Chemical closes Franklin strip mall due to air quality concerns

MDEQ discovers storage tank filled with unknown chemicals

By Jason Colthorp - Anchor/Reporter, Derick Hutchinson

FRANKLIN, Mich. - The discovery of a storage tank filled with unknown chemicals has forced the Franklin Village Plaza to close as scientists work to identify the substance.

The Michigan Department of Environmental Quality discovered ground contamination from a gas station and dry cleaner that operated on the site from the 1940s to the 1970s.

A startling air sample led to the discovery of the storage tank, and officials in full protective gear collected a sample of the chemical.

Ground contamination at the plaza and Franklin has shown high levels of perchloroethylene, or PCE, a chemical long used by dry cleaners.

While moving to clean that up and make sure it didn't get to water sources, the MDEQ tested the air.

"The number for PCE that over which action would be needed is 80," MDEQ's Kim Ethridge said. "One of the indoor samples collected was 600."

The level is high, but it's short of lethal levels. But the MDEQ found the source, a 4 by 2 tank in a crawl space beneath one of the businesses. After sealing it up the MDEQ evacuated the businesses.

Franklin Village Boutique owner Terri Cassels Cooper isn't worried about the health dangers, weven as air filters roar.

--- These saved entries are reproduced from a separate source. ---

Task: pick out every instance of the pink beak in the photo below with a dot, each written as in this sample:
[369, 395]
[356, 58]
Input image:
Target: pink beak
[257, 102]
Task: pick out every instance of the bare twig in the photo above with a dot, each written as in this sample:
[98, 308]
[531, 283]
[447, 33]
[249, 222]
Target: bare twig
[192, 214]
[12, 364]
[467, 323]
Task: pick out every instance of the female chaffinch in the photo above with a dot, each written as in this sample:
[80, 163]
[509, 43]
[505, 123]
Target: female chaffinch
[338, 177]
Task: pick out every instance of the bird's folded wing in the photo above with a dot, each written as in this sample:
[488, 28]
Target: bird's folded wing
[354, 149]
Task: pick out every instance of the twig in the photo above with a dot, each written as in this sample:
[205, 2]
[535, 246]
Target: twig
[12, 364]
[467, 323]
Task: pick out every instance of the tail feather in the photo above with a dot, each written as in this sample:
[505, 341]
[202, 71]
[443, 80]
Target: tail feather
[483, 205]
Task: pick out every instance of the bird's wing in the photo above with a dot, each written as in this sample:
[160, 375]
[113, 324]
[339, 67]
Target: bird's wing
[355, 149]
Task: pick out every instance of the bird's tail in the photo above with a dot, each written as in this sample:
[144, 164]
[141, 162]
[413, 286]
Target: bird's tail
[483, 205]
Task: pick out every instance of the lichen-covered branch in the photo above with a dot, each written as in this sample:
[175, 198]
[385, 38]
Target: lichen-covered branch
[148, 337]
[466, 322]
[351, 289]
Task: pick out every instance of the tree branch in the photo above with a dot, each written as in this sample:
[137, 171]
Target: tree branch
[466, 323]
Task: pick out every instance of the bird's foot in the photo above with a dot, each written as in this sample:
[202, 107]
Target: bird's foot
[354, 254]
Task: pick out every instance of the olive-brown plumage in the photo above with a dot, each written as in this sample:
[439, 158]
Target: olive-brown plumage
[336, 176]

"It's a week or two or three of zero business," Cooper said.

Her cat, Frankie, is fine, and he's there all the time. But for the unforeseen future, there won't be any customers.

"People want clothes for their spring break and ... I'm trying to keep my wits about me," Cooper said.

As this situation continues for the four businesses, it's impacting others, especially those across the street. They aren't in any danger, but people don't know that.

"People keep texting us," Monica George said.

"People think the whole town is closed," Mary Ann Liute said. "We just want them to know that all the businesses in Downtown Franklin are not affected."

"We're going to get through it," Zieben Mare said. "Hopefully it's just a blip on the screen. I'm just glad we found out about it."

The MDEQ suspects the culprit is PCE and will know for sure within 48 hours. PCE is s suspected carcinogen known to cause mood disorders and kidney problems, and right now the MDEQ doesn't know how many years it's been in the air exposed to people in the businesses.